1. A human motion generation method comprising:

a first step of transforming, by a system, a domain of pose information of a frame;

a second step of generating, by the system, motion features of an empty frame in the transformed domain; and

a third step of inversely transforming, by the system, the generated motion features into a time domain.

2. The human motion generation method of claim 1, wherein the first step comprises transforming the domain of the pose information of the frame by using a transform model which transforms a domain by applying matrix multiplication to multiply pose information of a frame by a domain transform matrix (spectral transform matrix), and

wherein the transform matrix has elements determined in a training process.

3. The human motion generation method of claim 2, wherein the second step comprises generating the motion features of the empty frame by using trajectory information of body joints included in the pose information in the transformed domain.

4. The human motion generation method of claim 3, wherein the generated motion features are implemented by a linear combination of a basis vector.

5. The human motion generation method of claim 3, wherein the second step uses a GNN model, a transformer model, a CNN model, a MLP model, or a RNN model when generating the motion features of the empty frame.

6. The human motion generation method of claim 2, wherein the third step comprises deriving pose information of each frame by inversely transforming the generated motion features into the time domain.

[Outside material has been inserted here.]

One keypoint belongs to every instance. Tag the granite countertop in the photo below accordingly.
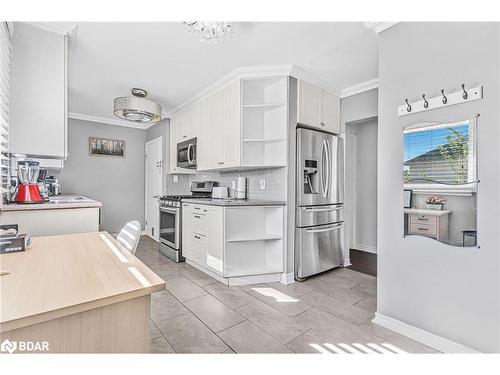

7. The human motion generation method of claim 6, wherein the third step uses a deep learning-based inverse transform model to inversely transform the generated motion features into the time domain, and wherein an inverse transform matrix used by the inverse transform model has elements determined in a training process.

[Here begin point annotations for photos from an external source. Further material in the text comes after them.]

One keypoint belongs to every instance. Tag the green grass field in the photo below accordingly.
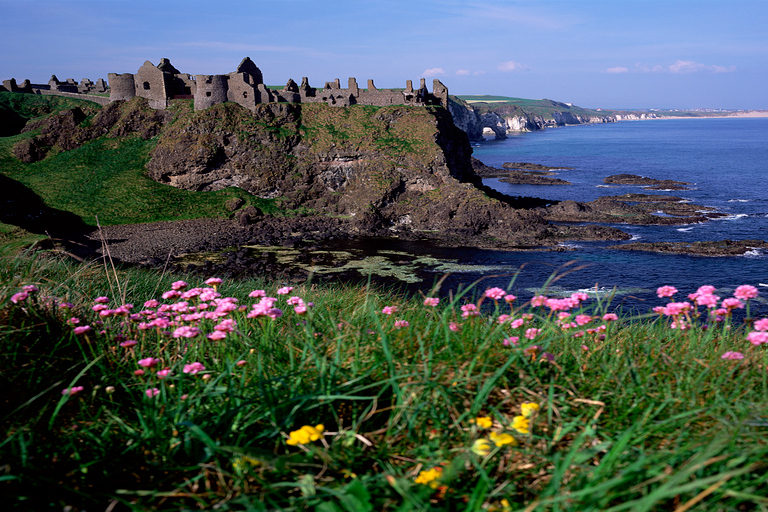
(128, 389)
(121, 392)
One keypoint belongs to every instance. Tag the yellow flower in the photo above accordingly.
(481, 447)
(244, 462)
(429, 477)
(502, 439)
(521, 424)
(529, 409)
(483, 422)
(305, 435)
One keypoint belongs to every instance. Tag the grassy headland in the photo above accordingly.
(130, 389)
(135, 390)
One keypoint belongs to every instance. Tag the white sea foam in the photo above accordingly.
(734, 216)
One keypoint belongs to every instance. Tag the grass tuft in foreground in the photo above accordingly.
(134, 390)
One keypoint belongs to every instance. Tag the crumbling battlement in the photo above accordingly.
(56, 87)
(245, 86)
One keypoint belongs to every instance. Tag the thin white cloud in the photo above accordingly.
(678, 68)
(433, 72)
(511, 65)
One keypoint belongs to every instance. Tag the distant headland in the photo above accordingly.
(245, 86)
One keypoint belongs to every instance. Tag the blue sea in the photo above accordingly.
(725, 160)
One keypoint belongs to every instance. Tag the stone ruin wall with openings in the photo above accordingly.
(245, 86)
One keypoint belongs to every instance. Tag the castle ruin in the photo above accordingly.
(162, 83)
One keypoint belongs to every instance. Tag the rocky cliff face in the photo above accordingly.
(507, 118)
(403, 170)
(368, 170)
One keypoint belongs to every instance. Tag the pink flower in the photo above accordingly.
(193, 368)
(517, 323)
(72, 391)
(186, 331)
(19, 297)
(191, 294)
(208, 295)
(217, 335)
(761, 325)
(579, 296)
(495, 293)
(732, 303)
(676, 308)
(757, 337)
(707, 300)
(148, 362)
(82, 329)
(666, 291)
(745, 292)
(512, 340)
(532, 333)
(227, 325)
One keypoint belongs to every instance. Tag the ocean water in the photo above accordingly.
(726, 160)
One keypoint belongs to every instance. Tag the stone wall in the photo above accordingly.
(245, 86)
(86, 90)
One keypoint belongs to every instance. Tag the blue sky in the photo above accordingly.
(594, 53)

8. The human motion generation method of claim 6, wherein the third step uses an inverse matrix of the domain transform matrix (spectral transform matrix) to inversely transform the generated motion features into the time domain.

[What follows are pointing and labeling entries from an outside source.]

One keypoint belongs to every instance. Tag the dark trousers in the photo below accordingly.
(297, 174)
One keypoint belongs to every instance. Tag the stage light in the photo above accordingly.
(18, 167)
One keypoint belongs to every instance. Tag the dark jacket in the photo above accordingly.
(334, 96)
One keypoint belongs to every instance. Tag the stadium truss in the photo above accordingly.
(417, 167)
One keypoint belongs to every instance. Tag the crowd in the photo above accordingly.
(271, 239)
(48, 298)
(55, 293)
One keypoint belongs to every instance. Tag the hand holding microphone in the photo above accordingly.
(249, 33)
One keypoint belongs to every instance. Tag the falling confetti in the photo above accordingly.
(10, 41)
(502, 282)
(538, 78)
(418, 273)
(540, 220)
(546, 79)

9. The human motion generation method of claim 6, wherein the third step uses a transpose matrix of the domain transform matrix (spectral transform matrix) to inversely transform the generated motion features into the time domain.

10. A human motion generation system comprising:

a communication unit configured to acquire pose information of a frame; and

a processor configured to transform a domain of the acquired pose information of the frame, to generate motion features of an empty frame in the transformed domain, and to inversely transform the generated motion features into a time domain.

11. A human motion generation method comprising:

a step of training, by a system, a transform model which transforms a domain of pose information of a frame;

a step of training, by the system, a motion generation model which generates motion features of an empty frame in the transformed domain; and

a step of training, by the system, an inverse transform model which inversely transforms the generated motion features into a time domain.